The idea that corruption hinders investments is not new, but rather is already well documented (Mauro 1995). However, the existing literature has solely examined the impact of average country-level corruption indices on investments. This is not fully consistent with how corporations make decisions. When corporations make forward-looking decisions like investments, expected levels of corruption are incorporated into the decision-making process, and therefore corporations worry more about uncertainties. Seminal theories thus focus on the impact of uncertainties on investments (Dixit and Pindyck 1994) – whose predictions are supported by notable empirical studies such as Leahy and Whited (1996), who find that general economic overall uncertainty lowers firm investment – and Bloom et al. (2007), who show that uncertainty with (partial) irreversibility reduces corporate investments. Recent works continue the exploration of the impact of uncertainties to understand further the extent to which they matter. Gulen and Ion (2016) find that corporate investments are lower when uncertainty about policy is higher in the US. Kim and Kung (2017) show that, as uncertainty increases, firms using fewer re-deployable assets reduce investments more than firms using more of them.

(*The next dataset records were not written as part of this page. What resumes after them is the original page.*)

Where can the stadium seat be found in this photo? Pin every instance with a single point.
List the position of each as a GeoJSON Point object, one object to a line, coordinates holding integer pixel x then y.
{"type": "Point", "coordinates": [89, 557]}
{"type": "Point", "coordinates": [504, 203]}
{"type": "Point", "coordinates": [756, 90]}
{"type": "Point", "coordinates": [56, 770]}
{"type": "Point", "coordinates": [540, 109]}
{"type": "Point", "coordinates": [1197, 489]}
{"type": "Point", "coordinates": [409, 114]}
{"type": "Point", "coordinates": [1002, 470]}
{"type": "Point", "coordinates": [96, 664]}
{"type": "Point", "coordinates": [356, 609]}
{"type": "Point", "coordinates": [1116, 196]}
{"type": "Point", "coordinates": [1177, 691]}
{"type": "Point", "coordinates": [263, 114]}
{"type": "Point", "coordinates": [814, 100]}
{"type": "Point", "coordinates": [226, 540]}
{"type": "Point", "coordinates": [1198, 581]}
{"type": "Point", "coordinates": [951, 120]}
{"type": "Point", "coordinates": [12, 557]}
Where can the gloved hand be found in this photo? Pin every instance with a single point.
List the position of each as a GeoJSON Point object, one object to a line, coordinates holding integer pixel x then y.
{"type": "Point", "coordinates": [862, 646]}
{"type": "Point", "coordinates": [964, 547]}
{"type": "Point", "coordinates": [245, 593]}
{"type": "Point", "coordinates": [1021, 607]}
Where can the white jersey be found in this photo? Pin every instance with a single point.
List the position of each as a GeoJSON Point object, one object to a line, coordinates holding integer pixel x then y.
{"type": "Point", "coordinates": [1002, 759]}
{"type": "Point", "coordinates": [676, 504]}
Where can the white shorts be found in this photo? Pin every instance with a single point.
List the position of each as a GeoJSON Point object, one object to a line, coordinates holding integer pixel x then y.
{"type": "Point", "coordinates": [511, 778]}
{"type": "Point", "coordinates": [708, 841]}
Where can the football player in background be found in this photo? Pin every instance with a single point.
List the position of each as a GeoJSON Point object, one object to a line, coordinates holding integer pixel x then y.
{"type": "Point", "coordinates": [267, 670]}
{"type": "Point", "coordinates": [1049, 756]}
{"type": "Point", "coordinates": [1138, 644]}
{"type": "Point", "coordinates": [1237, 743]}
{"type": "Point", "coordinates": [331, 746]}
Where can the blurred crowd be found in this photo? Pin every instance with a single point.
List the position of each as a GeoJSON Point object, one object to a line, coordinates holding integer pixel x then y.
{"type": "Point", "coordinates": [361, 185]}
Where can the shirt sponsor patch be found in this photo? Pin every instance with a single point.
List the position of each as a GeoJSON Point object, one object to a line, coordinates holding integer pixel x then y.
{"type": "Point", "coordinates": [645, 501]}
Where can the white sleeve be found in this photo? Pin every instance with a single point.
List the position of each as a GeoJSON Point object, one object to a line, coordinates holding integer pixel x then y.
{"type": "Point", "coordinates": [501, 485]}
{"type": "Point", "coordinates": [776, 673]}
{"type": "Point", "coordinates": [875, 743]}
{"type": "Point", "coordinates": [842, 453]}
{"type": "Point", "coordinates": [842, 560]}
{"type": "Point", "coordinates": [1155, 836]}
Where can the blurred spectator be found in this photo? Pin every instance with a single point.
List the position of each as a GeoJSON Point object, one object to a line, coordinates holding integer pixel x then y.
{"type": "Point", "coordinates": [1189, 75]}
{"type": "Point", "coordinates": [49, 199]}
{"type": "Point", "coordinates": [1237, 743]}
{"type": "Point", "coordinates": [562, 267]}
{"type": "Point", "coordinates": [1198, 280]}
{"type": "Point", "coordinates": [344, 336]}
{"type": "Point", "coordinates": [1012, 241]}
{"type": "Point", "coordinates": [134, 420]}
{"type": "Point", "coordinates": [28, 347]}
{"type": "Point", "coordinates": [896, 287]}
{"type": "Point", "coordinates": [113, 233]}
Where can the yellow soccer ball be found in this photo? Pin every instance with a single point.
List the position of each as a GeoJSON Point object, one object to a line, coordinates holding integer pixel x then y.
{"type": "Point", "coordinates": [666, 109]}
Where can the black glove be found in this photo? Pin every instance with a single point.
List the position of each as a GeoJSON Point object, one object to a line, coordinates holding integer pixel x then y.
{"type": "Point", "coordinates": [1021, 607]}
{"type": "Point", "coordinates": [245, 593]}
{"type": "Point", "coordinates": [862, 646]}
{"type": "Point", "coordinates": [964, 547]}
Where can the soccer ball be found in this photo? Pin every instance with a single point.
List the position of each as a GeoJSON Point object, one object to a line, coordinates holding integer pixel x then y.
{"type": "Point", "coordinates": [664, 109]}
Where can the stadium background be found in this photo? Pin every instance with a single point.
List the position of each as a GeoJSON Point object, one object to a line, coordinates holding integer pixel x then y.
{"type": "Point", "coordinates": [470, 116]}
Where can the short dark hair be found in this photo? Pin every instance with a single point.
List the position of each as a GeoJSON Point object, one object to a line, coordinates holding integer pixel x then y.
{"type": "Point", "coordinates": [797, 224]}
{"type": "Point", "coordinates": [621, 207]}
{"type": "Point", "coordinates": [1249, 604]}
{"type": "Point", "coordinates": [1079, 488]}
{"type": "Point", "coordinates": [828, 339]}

In a recent paper, we continue to explore the relationships between uncertainty and corporate investments, and focus specifically on corruption uncertainty (Hanousek at al.2017b). Measuring the portion of overall uncertainty attributable to corruption uncertainty is challenging. The difficulties are determined not only by the elicit nature of corrupt activities, but also by the availability of data. Our efforts join recent attempts to create a more granular corruption variable from the Business Environment and Enterprise Performance Survey (BEEPS) (Hanousek et al. 2017a, Hanousek and Kochanova 2016). BEEPS is an anonymous survey of firms from Central and Eastern Europe about local business practices, created in part by the World Bank Enterprise Survey (WBES) and in part by the European Bank for Reconstruction and Development (EBRD). It is known to be the most detailed source of data on corruption practices (Svensson 2003). Our corruption uncertainty measure reflects the variation in perception of corruption in a given environment (see Hanousek at al. 2017 for more details).

Investing under Corruption Uncertainty

Our final dataset contains more than 140,000 firm-level observations for 13 Central and Eastern European countries, from 2001 to 2013. Our results show that increasing corruption uncertainty has a negative impact on corporate investments. We also control for general economic uncertainty and corruption levels. The result holds – higher corruption is still associated with a decrease in investment. The results are not sensitive to alternative research designs, subsamples, and additional controls. High dispersion in corruption perception indicates high uncertainty about the corruption level in an environment.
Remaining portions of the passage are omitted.